Mama had knowledge of the grung. When there was help, it was minimal. She would pay to have the yam sticks cut and erected, and if the sticks weren’t to her liking, the men would have to bring new ones; she’d tell them off. A few times a year—in May, August and December—men would come to help when there was a huge amount of yam planting to do: these months were the best months for planting. Timing is everything for yams: different yams are planted at different stages of the moon, and they need different amounts of time— sometimes vastly different—to be optimally mature. There’s an inherited science when it comes to yam cultivation; you don’t just get up and say you’re doing it.

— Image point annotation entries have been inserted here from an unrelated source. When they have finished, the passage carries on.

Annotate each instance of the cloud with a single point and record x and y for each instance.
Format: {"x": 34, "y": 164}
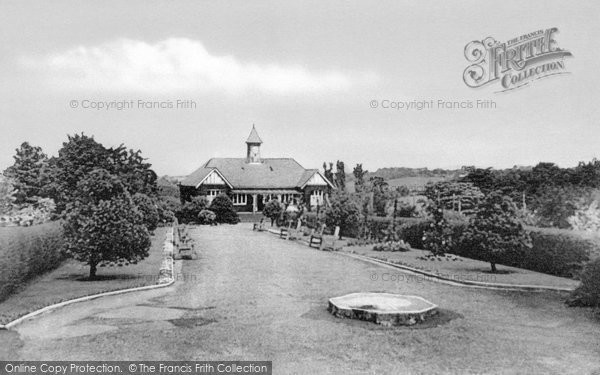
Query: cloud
{"x": 180, "y": 64}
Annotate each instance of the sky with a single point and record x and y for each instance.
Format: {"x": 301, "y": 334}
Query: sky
{"x": 306, "y": 73}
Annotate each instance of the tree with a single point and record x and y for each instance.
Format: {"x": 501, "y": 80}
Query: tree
{"x": 340, "y": 175}
{"x": 29, "y": 172}
{"x": 7, "y": 196}
{"x": 495, "y": 229}
{"x": 102, "y": 223}
{"x": 555, "y": 204}
{"x": 82, "y": 154}
{"x": 586, "y": 217}
{"x": 223, "y": 208}
{"x": 343, "y": 211}
{"x": 272, "y": 210}
{"x": 588, "y": 292}
{"x": 328, "y": 172}
{"x": 190, "y": 210}
{"x": 207, "y": 217}
{"x": 168, "y": 206}
{"x": 359, "y": 176}
{"x": 452, "y": 195}
{"x": 438, "y": 237}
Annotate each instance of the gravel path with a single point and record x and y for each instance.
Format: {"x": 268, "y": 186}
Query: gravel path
{"x": 253, "y": 296}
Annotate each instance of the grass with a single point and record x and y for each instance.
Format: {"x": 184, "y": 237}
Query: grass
{"x": 464, "y": 269}
{"x": 70, "y": 280}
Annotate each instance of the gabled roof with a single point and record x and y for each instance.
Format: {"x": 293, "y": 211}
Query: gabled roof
{"x": 200, "y": 174}
{"x": 275, "y": 173}
{"x": 308, "y": 175}
{"x": 253, "y": 137}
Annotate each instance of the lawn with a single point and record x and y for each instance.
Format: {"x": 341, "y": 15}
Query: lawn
{"x": 464, "y": 269}
{"x": 69, "y": 281}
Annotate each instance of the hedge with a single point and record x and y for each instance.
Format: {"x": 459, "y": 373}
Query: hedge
{"x": 26, "y": 252}
{"x": 557, "y": 252}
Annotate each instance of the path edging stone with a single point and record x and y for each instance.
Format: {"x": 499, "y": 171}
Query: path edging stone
{"x": 165, "y": 279}
{"x": 464, "y": 283}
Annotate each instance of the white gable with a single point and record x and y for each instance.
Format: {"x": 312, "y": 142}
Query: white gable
{"x": 316, "y": 179}
{"x": 213, "y": 178}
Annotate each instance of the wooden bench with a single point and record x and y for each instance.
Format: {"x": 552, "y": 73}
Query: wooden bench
{"x": 284, "y": 232}
{"x": 259, "y": 226}
{"x": 330, "y": 243}
{"x": 316, "y": 238}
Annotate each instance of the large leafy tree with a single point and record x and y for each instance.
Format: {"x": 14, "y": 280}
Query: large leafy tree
{"x": 495, "y": 230}
{"x": 452, "y": 195}
{"x": 82, "y": 154}
{"x": 29, "y": 173}
{"x": 103, "y": 224}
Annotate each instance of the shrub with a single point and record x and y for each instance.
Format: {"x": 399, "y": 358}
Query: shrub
{"x": 207, "y": 217}
{"x": 272, "y": 210}
{"x": 588, "y": 293}
{"x": 343, "y": 212}
{"x": 224, "y": 210}
{"x": 167, "y": 208}
{"x": 558, "y": 254}
{"x": 148, "y": 209}
{"x": 190, "y": 210}
{"x": 438, "y": 238}
{"x": 413, "y": 232}
{"x": 28, "y": 252}
{"x": 553, "y": 251}
{"x": 496, "y": 231}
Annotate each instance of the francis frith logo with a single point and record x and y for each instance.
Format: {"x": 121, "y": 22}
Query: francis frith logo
{"x": 514, "y": 63}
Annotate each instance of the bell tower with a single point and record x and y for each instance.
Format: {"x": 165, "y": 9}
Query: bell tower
{"x": 253, "y": 143}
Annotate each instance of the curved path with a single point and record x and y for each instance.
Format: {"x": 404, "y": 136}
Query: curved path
{"x": 253, "y": 296}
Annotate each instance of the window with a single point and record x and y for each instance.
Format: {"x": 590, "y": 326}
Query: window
{"x": 316, "y": 198}
{"x": 212, "y": 193}
{"x": 240, "y": 199}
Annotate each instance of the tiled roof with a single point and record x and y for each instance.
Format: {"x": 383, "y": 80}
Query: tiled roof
{"x": 276, "y": 173}
{"x": 308, "y": 173}
{"x": 253, "y": 137}
{"x": 196, "y": 177}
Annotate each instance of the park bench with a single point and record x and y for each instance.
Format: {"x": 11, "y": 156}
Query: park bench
{"x": 316, "y": 238}
{"x": 331, "y": 243}
{"x": 259, "y": 226}
{"x": 285, "y": 231}
{"x": 185, "y": 244}
{"x": 297, "y": 232}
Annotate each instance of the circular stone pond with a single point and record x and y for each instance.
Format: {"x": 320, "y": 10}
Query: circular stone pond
{"x": 382, "y": 308}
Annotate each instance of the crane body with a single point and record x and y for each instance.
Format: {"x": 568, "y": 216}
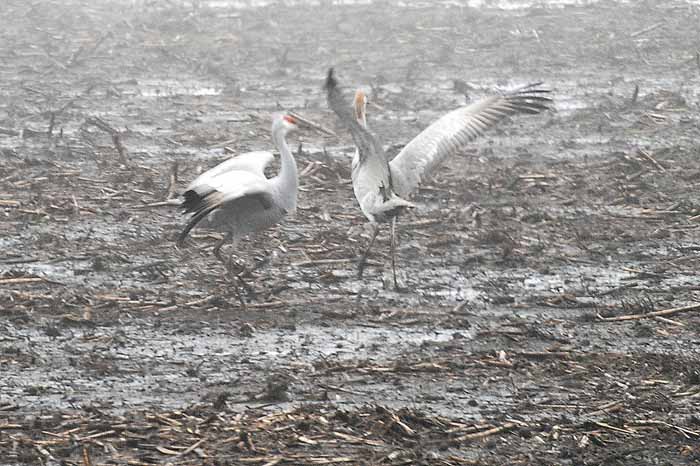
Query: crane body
{"x": 382, "y": 186}
{"x": 236, "y": 197}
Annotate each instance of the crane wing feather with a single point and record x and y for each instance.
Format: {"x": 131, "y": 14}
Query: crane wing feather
{"x": 253, "y": 162}
{"x": 452, "y": 132}
{"x": 214, "y": 193}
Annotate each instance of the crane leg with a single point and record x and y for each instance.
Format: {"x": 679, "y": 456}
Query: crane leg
{"x": 217, "y": 247}
{"x": 393, "y": 251}
{"x": 363, "y": 258}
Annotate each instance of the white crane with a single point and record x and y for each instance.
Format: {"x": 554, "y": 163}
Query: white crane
{"x": 381, "y": 186}
{"x": 236, "y": 196}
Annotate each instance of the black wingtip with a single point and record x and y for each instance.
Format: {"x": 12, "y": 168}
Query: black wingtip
{"x": 331, "y": 82}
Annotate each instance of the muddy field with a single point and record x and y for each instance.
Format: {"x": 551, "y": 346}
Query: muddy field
{"x": 550, "y": 305}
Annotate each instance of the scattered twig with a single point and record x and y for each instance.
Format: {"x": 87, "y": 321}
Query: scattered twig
{"x": 116, "y": 136}
{"x": 648, "y": 315}
{"x": 647, "y": 29}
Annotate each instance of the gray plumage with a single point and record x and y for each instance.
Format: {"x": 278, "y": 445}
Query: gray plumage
{"x": 371, "y": 177}
{"x": 451, "y": 134}
{"x": 237, "y": 197}
{"x": 380, "y": 186}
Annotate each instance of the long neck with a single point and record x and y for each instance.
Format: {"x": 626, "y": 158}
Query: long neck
{"x": 287, "y": 179}
{"x": 361, "y": 115}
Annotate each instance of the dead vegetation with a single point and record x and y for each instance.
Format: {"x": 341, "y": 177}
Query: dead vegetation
{"x": 551, "y": 316}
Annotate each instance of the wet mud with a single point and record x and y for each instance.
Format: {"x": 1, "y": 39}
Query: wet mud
{"x": 549, "y": 310}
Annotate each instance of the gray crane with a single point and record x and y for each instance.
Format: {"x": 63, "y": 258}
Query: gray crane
{"x": 236, "y": 196}
{"x": 381, "y": 186}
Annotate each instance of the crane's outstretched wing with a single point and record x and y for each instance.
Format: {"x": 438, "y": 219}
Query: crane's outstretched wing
{"x": 254, "y": 162}
{"x": 452, "y": 132}
{"x": 217, "y": 192}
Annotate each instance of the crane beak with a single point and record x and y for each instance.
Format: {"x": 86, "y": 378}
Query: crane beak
{"x": 374, "y": 105}
{"x": 306, "y": 123}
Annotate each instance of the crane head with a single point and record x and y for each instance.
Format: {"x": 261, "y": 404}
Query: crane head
{"x": 289, "y": 121}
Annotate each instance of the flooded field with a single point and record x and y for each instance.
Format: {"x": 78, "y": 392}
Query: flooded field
{"x": 549, "y": 310}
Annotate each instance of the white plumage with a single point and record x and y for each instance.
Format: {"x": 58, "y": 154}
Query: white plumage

If I step over into my childhood memory, Mama is often clutching an almanac, quietly murmuring to herself. She’s sitting on her bed or on her wooden bench on the veranda muttering words whose connections I don’t fully understand: full moon, first quarter, second quarter, third quarter ...; dark night ... new moon; sinvinsen, mosella ... to dig; Afu fi go in dark night. To the child that I was these mutterings were like spells, and yet I knew—at three, four years old—that they were plans—instructions to self—for planting. Holding the almanac while speaking to herself seemed as much a “Mama thing” as her mulching the yam hills or training their vines; as her sourcing from friends the goat’s milk that she’d scald for me to drink in the mornings. I didn’t think about the significance of dates, moon cycles, and dark nights to the cultivation of yam, but I understood even then that hers was a technical and intimate knowledge of grung tings, and more specifically, an intimate knowledge of the yam. Yes, intimacy was how I thought of it: I was born into a world where the connection between people and their food, and the ground that produced it, was one of lavish care and intimacy. The feeling I had then—I can’t explain why—was that people spoke to the ground. Mama’s runic mutterings gave to the yams—afu, mosella, sinvinsen, barby, taw—a kind of mystique. Even now I think of yam as a mystery food.